Research chiefs and health experts around the world said in interviews that they are confident drugs to help treat the sick will be available within this year, with an effective vaccine coming by next year. But the research is still far too early to decide which set of drugs will work.
“We can’t move day to day and press conference to press conference to the next shiny object,” said Peter Pitts, a University of Paris visiting professor and former FDA associate director. Gilead’s drug, known as remdesivir, “is not a game-changing proposition for any person or any nation, but it could help seriously ill people and lord knows some good news is appreciated these days.”

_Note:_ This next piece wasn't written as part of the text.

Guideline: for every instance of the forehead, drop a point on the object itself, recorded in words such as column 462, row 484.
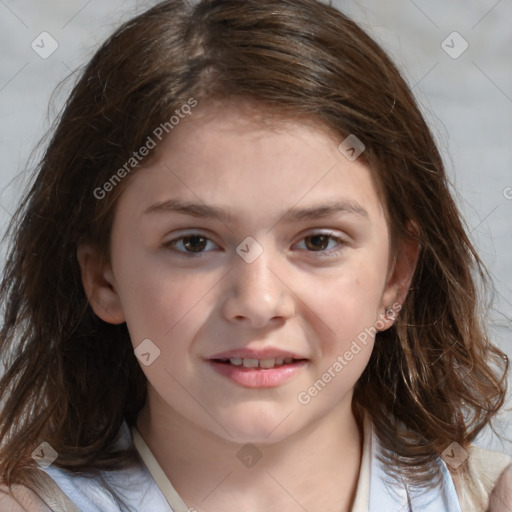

Ultimately, a successful drug to treat infected people would have to result in significantly fewer deaths, said Wayne Chanon, chairman of United Kingdombased Stabilitech Biopharma Ltd., which is developing its own novel treatment.
With more than 100 organizations working on vaccines and drugs to prevent or cure the disease, there are bound to be a large set of failures and a number of possible winners. Scientists say it is vital to have more than one drug type to fight the disease.
“What we want is not to put all our eggs in one basket,” said Kate Broderick, research director at the San Diego lab of Inovio Pharmaceuticals, the second drug company to begin human testing of a drug. “We need to try many different options, because we need a solution as soon as possible.”
The virus, formally known as SARS-CoV-2, is both highly infectious and lethal, a combination unlike any respiratory disease in the last 100 years.
Scientists see a wide range of options in combating COVID-19.
Research teams are attempting to help individual cells use their innate self-defense capabilities to fight the initial entry of the virus. Other teams are trying to give coded information to the body’s immune system to understand how to produce antibodies that can fight the disease. And others still are trying to find molecules that can be put into the human body that will bond to the virus and disable it.
The researchers are attacking the problem with myriad cuttingedge techniques, genetic sequencing, sophisticated mathematical models and the fastest super-computers in the world.
Inovio is creating segments of genetic code from the coronavirus and fabricating it into pills. The code would tell the human immune system how to create antibodies that would fight the virus when it appears, said Broderick, the research chief. The entire package was synthesized within a day after the research team had examined the genetic code of the virus, she said, and was the second treatment in the U.S. to enter human trials.
“I like to think of our DNA medicine like an FBI wanted poster,” she said. “If you see this bad guy, attack it.”